Just hours after stepping off a U.S. deportation flight, they were dead, trapped beneath the rubble of a government-run hotel that collapsed when Venezuela's twin earthquakes struck the country's Caribbean coast.
For many of the 146 Venezuelans aboard the ICE charter from Miami on June 24, returning home was supposed to mark the end of months, and for some years, of detention, uncertainty and separation from their families.
Instead, it became the beginning of one of the deadliest chapters of the disaster that has devastated Venezuela.
According to an investigation by El País, survivors say only 12 people made it out alive after the Hotel Santuario La Llanada in La Guaira, where deportees were being temporarily housed by authorities, collapsed during the back-to-back magnitude 7.2 and 7.5 earthquakes. The Venezuelan government has not released an official list of victims or survivors from the hotel, and the figures have not been independently confirmed.
The Associated Press, citing survivors and relatives, reported that more than 100 deportees remain missing after the collapse and that desperate families have struggled to obtain information from Venezuelan authorities.
The flight had landed at Simón Bolívar International Airport only hours before the earthquakes struck.
As part of Venezuela's repatriation process, the deportees, including women and children, were transferred to the Sebin-administered hotel near Maiquetía while officials completed immigration procedures before allowing them to reunite with relatives. They never had the chance.

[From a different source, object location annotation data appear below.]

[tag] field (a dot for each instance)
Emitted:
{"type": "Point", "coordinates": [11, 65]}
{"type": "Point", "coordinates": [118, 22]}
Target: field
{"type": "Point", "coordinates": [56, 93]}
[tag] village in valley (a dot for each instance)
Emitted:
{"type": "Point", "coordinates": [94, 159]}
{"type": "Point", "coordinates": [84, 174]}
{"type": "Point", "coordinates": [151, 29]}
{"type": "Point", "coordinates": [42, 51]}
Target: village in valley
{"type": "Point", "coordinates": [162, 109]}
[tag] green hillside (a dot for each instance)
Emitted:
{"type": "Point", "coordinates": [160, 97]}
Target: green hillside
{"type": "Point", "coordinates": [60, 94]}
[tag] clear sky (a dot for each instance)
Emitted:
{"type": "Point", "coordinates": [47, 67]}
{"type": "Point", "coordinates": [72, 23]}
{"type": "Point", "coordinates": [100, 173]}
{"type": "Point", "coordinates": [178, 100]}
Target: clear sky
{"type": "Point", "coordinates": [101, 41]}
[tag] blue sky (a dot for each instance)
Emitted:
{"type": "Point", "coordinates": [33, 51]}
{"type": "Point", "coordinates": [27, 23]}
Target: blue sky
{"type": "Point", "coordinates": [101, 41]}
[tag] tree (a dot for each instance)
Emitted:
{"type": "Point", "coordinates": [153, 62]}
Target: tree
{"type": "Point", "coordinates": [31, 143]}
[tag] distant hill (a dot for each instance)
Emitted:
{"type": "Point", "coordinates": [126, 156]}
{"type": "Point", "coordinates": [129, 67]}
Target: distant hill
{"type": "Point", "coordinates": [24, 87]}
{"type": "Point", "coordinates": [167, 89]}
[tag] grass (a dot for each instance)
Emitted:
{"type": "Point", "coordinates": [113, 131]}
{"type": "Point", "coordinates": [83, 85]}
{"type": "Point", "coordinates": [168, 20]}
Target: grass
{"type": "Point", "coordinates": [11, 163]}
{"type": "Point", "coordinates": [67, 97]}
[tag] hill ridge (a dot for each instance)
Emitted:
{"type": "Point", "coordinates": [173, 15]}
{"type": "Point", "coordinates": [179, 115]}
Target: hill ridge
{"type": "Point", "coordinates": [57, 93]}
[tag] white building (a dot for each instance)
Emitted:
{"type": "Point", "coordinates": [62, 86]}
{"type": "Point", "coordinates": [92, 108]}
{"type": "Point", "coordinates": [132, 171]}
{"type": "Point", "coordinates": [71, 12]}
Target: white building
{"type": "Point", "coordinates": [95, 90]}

"There were 135 of us repatriated, and only 12 survived. Everyone else died," one survivor said in a video reviewed and reported by El País. The newspaper noted that the testimony has circulated widely but that authorities have not published an official accounting of the victims.
Among those who escaped was Lisbeth Portillo, who told the Associated Press she crawled out from beneath the debris with a handful of other survivors before walking for hours through the devastated streets in search of help.
"I feel like I was born again," she said. "God gave me another opportunity."
Another survivor, identified by El País as Joan, spent about three hours trapped beneath the wreckage before managing to dig his way out. His wife later said a metal bunk bed prevented concrete slabs from crushing him completely, creating a pocket that saved his life. After escaping, he immediately began searching for other deportees buried beneath the ruins.
For relatives inside and outside Venezuela, the uncertainty has been agonizing.
Many have spent days calling hospitals, shelters and morgues while posting photographs of missing loved ones across social media. The lack of an official list has forced families to rely largely on survivor accounts and informal networks for information.
The tragedy unfolded amid renewed deportation cooperation between Washington and Caracas. After a 13-month suspension, deportation flights resumed in 2025 under agreements between the United States and Venezuela. The June 24 charter was one of those repatriation flights, carrying migrants who had survived months in ICE detention centers before being returned to the country many had fled.
Now, the deportation flight has become known among survivors and relatives as el vuelo de la desgracia — the flight of misfortune.
The collapse has also raised questions about why recently deported migrants were housed in a building that proved so vulnerable during one of the strongest earthquakes to strike Venezuela in a century. Human rights advocates have called for an independent investigation into the deaths and for authorities to publish the identities of everyone who was inside the hotel.
As rescue crews continue searching through collapsed buildings across La Guaira, the story of Flight 164 has become a symbol of the disaster's cruelest irony.
After surviving the dangers of migration, detention and deportation, dozens of Venezuelans died only hours after reaching the country they had been forced to return to. For many families, the journey home became the last journey their loved ones would ever make.